Let’s quickly have a short discussion on Messenger RNA (mRNA). In normal cellular function, mRNA is released from the nucleus into the cytoplasm where it goes the cell’s protein manufacturing plants (otherwise known as Ribosomes) to produce proteins. Think of it as an instruction booklet for what the ribosome is to produce. Now, mRNA is a very labile molecule that gets broken down fairly quickly. That’s part of the reason why the vaccine needs to be stored at such cool temperatures. To successfully get into the cell, scientists put the mRNA inside a lipid capsule (acting like a force shield) that allows it to be taken up into the cell when it makes contact with the cell surface. Once in the cell, the mRNA goes into the ribosome and which then follows the instructions to produce the proteins that will be excreted from the cell.
mRNA has no ability to go back into the nucleus, where DNA lives. Therefore, mRNA has no access to the DNA. Think of the nucleus as a fortified castle. So fortified in fact that if molecular scientists want to access DNA within the nucleus, they need to administer electric shocks to the cell in a process called electroporation to allow the nucleus wall to be permeable enough to be accessed. So yeah, a very labile molecule like mRNA has no chance to get in there. Basically, the vaccine has as good of a chance of turning you into Spiderman as it does of changing your DNA.

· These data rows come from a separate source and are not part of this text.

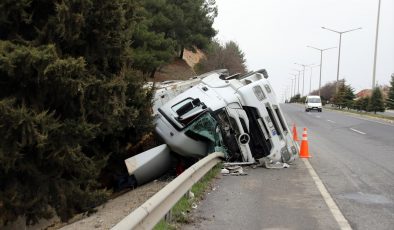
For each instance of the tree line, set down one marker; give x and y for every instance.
(345, 97)
(72, 101)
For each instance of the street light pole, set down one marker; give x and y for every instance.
(376, 48)
(310, 79)
(295, 78)
(339, 52)
(299, 74)
(321, 61)
(303, 76)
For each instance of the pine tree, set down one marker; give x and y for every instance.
(376, 103)
(152, 48)
(229, 57)
(69, 103)
(390, 98)
(193, 20)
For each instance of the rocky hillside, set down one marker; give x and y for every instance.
(180, 69)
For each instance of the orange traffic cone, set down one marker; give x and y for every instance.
(295, 137)
(304, 152)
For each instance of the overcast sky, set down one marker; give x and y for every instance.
(274, 34)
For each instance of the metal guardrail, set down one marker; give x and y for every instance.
(153, 210)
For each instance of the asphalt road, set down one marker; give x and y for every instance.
(354, 158)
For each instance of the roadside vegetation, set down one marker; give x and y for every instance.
(180, 213)
(72, 101)
(377, 100)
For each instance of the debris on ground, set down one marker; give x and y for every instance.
(269, 164)
(233, 170)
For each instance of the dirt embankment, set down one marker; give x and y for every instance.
(180, 69)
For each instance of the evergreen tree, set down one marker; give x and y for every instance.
(193, 20)
(376, 102)
(152, 47)
(390, 98)
(228, 57)
(69, 103)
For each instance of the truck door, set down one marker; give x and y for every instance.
(240, 122)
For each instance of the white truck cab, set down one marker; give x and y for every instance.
(313, 103)
(236, 114)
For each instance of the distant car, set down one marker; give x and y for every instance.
(313, 103)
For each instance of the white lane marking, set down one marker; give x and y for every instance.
(372, 120)
(336, 212)
(357, 131)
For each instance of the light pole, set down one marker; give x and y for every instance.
(321, 61)
(293, 86)
(376, 48)
(299, 74)
(310, 78)
(303, 75)
(339, 52)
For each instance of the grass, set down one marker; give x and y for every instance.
(180, 212)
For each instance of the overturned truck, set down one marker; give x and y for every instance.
(238, 115)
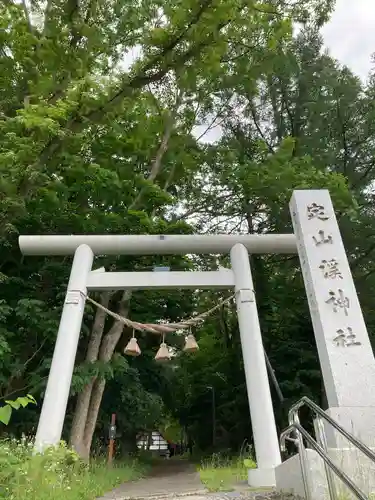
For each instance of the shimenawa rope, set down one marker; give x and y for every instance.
(159, 328)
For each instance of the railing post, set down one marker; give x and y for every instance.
(322, 441)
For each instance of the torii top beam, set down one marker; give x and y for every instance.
(157, 244)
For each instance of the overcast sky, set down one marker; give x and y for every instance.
(350, 35)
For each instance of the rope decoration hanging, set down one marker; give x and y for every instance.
(163, 354)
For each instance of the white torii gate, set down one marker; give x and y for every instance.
(307, 207)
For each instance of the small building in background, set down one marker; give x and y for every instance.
(154, 442)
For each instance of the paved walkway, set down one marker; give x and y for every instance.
(171, 477)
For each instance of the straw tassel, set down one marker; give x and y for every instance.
(163, 353)
(132, 348)
(191, 344)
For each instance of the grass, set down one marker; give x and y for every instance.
(218, 473)
(58, 474)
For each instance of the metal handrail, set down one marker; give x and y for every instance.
(296, 428)
(314, 407)
(341, 474)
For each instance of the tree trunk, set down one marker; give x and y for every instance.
(107, 349)
(83, 399)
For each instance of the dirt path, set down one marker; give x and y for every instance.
(171, 477)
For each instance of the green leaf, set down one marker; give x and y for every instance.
(5, 414)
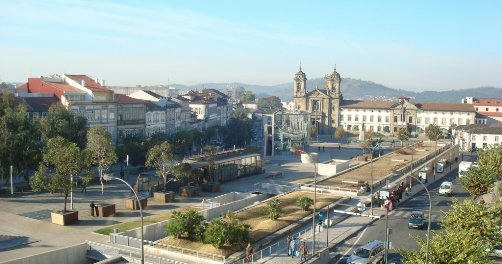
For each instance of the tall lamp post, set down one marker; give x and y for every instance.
(109, 178)
(428, 224)
(313, 159)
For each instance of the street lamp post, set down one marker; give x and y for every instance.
(108, 178)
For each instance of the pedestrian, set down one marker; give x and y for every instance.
(92, 208)
(292, 247)
(288, 241)
(303, 251)
(249, 253)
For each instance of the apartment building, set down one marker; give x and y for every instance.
(477, 136)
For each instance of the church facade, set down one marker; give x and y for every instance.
(329, 111)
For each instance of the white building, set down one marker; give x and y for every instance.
(476, 136)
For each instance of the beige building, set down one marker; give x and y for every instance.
(328, 110)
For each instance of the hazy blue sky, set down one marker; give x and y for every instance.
(403, 44)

Q: Ok, if the vaccine doesn’t change our DNA, how does it work?
A: Our immune system learns by exposure. In the case of the vaccine, once the mRNA gets into the cell, it goes into the ribosome and uses the cell’s own mechanism to construct proteins that will be excreted from the cell. These proteins being created are identical to the Coronavirus Spike protein that is released had it been infected by COVID-19. The body recognizes it as the virus without it actually being the virus and mounts an immune response to it. Once exposed to the real virus, the body will be ready to fight it off.
Q: How long does it take for the vaccine to be effective?
A: As mentioned above, our immune system learns by exposure. Sometimes, the body needs multiple exposures to mount an adequate response. In the case of this vaccine, researchers found that after one dose, the efficacy was approximately 52%. Benefit is seen about 14 days after receiving the first dose (the body does take some time to mount an antibody response). However, after receiving the second dose 21 days after the first, efficacy went up to 95% seven days after that (i.e. 28 days after receiving the first dose).
In other words, if you receive the vaccine as scheduled, one dose on day 1, and one dose on day 21, by day 28, you would be significantly protected from developing disease from COVID-19.
Q: Does the vaccine contain aborted fetal tissue?
No. There is no component of fetal products within this vaccine. Zero. None. Not a trace. Not even 0.001%. Nothing. No amount of citing random WhatsApp messages, unrelated vaccines, or your random doctor uncle changes that fact.